A press release put out Monday announced that 13 dogs at the Nancy J. Brua Animal Care Center had been infected with kennel cough. As a result, volunteer dog walking at the facility, as well as viewing and adopting the canines, were out of the question.
Wednesday morning, kennel technician Phaydra Adams said just over 30 dogs were currently suffering with the persistent condition and all canines — including dogs that weren’t showing any symptoms of the illness — were being treated for it.
But what is kennel cough, and how do dogs catch it? Kennel cough is the common name of a highly contagious respiratory disease that affects dogs. With the right care though, symptoms typically remain mild and infected dogs are no longer contagious after about 10 days, shelter staff said.
“While cases of kennel cough are typically no worse than a common cold, it’s important that we limit exposure to keep our dogs healthy and get them ready for adoptions again as soon as we can,” Animal Control Supervisor Arleen Garcia said earlier this week. “We ask that owners hold off on turning in any dogs into the shelter for the next two weeks to help conserve kennel space while large dog adoptions are suspended.”
Adams said if one dog begins to cough, it’s only a matter of time before several dogs follow suit.
“It spreads like wildfire,” Adams said. “They can usually catch it from a stray dog that comes in. It’s just like the common cold.”
Dr. David Bone, a veterinarian at Sierra Animal Hospital, said the condition is caused by a rod-shaped bacteria called bordetella bronchiseptica. He said the latter normally occurs when a large number of animals are contained in a confined space such as a shelter, a grooming facility, and even a veterinary hospital. It can cause infectious bronchitis in dogs and other animals, but rarely infects humans.
If not cared for properly however, “other diseases can play a role,” Bone said.
“It’s not lethal, but it can lead to secondary pneumonia,” Bone said.

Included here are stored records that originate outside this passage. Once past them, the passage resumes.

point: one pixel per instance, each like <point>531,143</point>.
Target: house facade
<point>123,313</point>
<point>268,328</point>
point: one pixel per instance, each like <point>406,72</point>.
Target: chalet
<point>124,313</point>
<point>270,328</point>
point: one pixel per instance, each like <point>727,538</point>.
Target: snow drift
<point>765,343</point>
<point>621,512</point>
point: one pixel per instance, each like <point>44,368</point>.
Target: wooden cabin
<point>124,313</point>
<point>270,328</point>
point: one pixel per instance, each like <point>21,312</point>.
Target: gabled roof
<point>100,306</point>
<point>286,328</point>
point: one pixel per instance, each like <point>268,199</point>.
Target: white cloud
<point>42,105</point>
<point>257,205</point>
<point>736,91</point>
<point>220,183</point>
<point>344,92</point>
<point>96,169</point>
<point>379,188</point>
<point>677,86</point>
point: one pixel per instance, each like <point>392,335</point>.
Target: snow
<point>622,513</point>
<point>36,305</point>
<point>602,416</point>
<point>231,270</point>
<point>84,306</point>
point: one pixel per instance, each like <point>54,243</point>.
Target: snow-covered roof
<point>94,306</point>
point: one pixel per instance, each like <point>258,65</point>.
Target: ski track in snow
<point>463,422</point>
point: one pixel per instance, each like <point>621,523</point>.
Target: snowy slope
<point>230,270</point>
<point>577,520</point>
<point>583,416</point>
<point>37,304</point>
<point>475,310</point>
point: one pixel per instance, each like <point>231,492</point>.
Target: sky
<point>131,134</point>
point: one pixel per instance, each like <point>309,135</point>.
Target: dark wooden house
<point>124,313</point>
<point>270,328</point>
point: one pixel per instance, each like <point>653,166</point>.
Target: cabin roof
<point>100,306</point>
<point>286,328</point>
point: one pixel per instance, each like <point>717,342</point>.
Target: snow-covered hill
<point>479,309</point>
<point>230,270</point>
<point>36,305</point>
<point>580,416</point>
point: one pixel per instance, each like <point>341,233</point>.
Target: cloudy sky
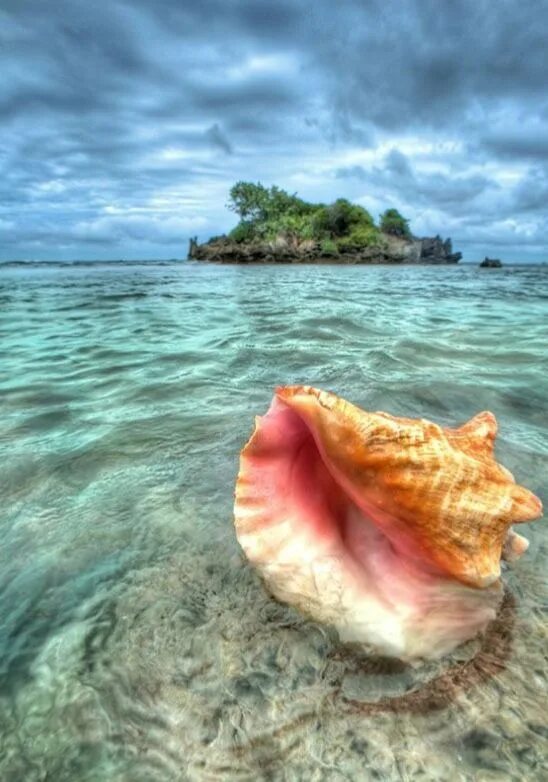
<point>124,123</point>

For now, all the dogs at the animal care center are being treated for the illness with antibiotics. The shelter has a quarantine area, but because so many canines are displaying symptoms, Adams said they are all staying in their respective kennels and being treated there. Dog adoptions have been suspended for the next two weeks until staff is sure the kennel cough has been eliminated.

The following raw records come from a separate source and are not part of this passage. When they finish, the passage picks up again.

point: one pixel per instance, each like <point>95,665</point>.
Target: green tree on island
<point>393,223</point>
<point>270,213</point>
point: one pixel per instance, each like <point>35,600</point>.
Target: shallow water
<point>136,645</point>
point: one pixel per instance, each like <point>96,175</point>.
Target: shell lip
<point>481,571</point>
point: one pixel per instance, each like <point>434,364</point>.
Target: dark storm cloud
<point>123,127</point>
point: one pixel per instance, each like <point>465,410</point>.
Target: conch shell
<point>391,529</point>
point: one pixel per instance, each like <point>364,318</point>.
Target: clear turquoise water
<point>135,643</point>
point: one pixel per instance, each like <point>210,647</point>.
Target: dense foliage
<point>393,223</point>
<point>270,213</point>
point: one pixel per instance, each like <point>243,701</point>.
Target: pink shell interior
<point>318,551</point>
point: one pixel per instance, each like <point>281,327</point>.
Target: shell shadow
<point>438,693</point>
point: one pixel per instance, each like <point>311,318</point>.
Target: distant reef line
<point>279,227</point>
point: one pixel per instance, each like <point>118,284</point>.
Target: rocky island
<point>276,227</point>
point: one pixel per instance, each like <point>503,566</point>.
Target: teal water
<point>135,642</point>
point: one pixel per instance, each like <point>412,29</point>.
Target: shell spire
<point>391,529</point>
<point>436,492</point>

Speaking of treatment, the shelter also is requesting donations of pill pockets so they can give the dogs the antibiotics needed for kennel cough. Pill pockets are soft, gooey chunks that can hold and hide a pill for fussy canines who won’t swallow one. They come in a couple of flavors and can be purchased in the pet sections of most grocery stores or pet supply shops.
Anyone with questions concerning kennel cough, adoptions, or the donation of pill pockets, can call 520-459-4151.
The Nancy J. Brua Animal Care Center is at 6799 E. Highway 90.
They are open Tuesday through Friday, from 10 a.m. to 5 p.m., and Saturday from noon to 5 p.m.